It has been almost four weeks since I heard the news – after a full day of arbitration, while I was in Ann Arbor. I came back to the office and saw calls from my doctor and the doctor who had biopsied a lymph node on my neck. I knew that was not good. I then made the call that changed my life forever. I was told that the biopsy showed I had metastasized cancer of unknown origin – that I had to have a CT scan of my chest and had to see an oncologist that week. It was surreal and still is – I am healthy, do yoga, meditate, eat well and take care of myself. My family lives long and healthy lives. And as many people have said to me – I am the last person one would expect to have cancer, let alone stage IV. Yes, that’s right – stage IV, because it has metastasized to my liver as well. That night was a blur – I was in such shock that I could not react and felt numb.
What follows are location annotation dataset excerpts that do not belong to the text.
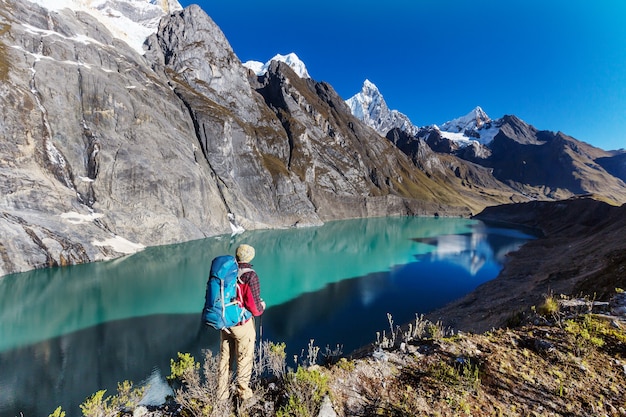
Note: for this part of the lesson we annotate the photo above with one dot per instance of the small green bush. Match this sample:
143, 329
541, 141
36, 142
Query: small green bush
305, 389
58, 413
185, 364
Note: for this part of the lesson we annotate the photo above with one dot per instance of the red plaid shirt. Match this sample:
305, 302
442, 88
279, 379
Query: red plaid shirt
251, 290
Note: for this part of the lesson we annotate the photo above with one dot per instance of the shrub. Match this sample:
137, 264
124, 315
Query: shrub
196, 393
305, 390
549, 307
126, 399
58, 413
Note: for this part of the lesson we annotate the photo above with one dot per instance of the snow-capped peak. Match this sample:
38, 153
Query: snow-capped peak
291, 59
474, 126
370, 107
129, 20
475, 119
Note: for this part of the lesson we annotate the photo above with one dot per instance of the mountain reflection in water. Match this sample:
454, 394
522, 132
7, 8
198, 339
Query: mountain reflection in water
68, 332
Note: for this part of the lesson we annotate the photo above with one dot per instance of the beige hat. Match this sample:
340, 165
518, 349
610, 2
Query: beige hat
245, 253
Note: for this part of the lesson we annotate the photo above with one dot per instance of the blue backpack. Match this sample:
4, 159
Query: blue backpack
223, 306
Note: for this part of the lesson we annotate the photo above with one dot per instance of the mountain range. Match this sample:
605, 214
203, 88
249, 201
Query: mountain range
131, 123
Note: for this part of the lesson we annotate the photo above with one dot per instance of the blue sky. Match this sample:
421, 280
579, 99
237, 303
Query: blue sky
558, 65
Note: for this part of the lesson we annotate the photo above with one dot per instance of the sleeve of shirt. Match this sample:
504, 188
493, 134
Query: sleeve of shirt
252, 293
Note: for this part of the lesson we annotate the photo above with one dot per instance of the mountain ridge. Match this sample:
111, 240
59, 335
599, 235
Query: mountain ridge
107, 149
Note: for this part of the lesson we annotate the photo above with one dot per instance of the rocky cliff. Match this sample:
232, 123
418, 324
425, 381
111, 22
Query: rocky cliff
106, 148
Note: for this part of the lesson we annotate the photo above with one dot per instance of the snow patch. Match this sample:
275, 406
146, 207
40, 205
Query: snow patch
121, 245
290, 59
77, 218
133, 22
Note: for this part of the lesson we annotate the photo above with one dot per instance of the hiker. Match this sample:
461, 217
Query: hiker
237, 342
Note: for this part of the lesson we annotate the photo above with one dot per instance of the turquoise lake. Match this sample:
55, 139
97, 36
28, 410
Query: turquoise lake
67, 332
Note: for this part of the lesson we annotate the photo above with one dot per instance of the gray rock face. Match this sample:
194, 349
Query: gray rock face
104, 151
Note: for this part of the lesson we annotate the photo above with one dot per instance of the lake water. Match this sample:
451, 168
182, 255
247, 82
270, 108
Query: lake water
67, 332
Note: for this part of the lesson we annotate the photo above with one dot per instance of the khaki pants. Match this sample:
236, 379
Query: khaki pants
237, 344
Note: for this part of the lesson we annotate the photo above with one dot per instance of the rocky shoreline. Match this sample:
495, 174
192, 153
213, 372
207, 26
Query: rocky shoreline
582, 253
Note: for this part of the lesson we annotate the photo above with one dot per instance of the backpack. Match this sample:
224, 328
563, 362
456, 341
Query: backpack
223, 306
All I thought was you must be kidding – how could I have cancer, let alone stage IV. I am young, healthy, do yoga, meditate, eat well, in other words, do everything right. What the heck!!!!
First call was to my husband – his reaction said it all – “NO, Marilyn, NO” – it was awful and broke my numbness and shock. I then had to make the longest drive I can ever recall – driving 45 minutes home, while crying and talking on the phone to keep me going. Deb, one of my two best friends since law school, insisted that I pull over and she and her husband would drive to get me, but I refused, telling her by the time she reached me I could already be home.
The next week was a nightmare in more ways than one – for the first time in my life I was in an utter panic, getting worse by the day, EXCEPT when I was in arbitration when the lawyer in me took over and I forgot about anything other than the trial I was in and winning the case. Friday I went to see the first oncologist – let call him Dr. Death. Why that name –he walked in with the most serious and grave look on his face, telling me, among other things, that it was very, very serious, that perhaps I could go into partial or complete remission, but IT WILL RECUR, and then who knows. And he started talking treatment before we even knew where was the source. And that if I was lucky I would get a partial remission, maybe a complete one, but “it will recur.” Lovely. I walked out and said I am not treating here.
That afternoon, a Friday, my friends Deb and Judy went to work and by the afternoon, I had an appointment first thing Monday morning at Karmanos, a comprehensive cancer center in Detroit. But my panic did not subside. Indeed, the next day in an attempt to distract me, my kids took me to Somerset to shop for my son but I did not enjoy it at all. Given he fashionista in me, this was a shock to everyone. I was too panicked. Finally that night I gave in and took 1/2 Zanax – that did it and the spiral stopped. What a great drug!!!!!
I woke up Sunday morning with a new attitude. The first words out of my mouth were “F*** Cancer” I will beat this and live. I called my kids and let them hear my voice so that they could see it sounded normal. Next stop – Karmanos.
It is true that in an instant your life can change – you take it for granted that everything will remain the same. Then you get news, like this, and realize nothing will ever be the same, that you cannot take any minute, any hour, or any day for granted, and you must savor every second and be amazed at what you have.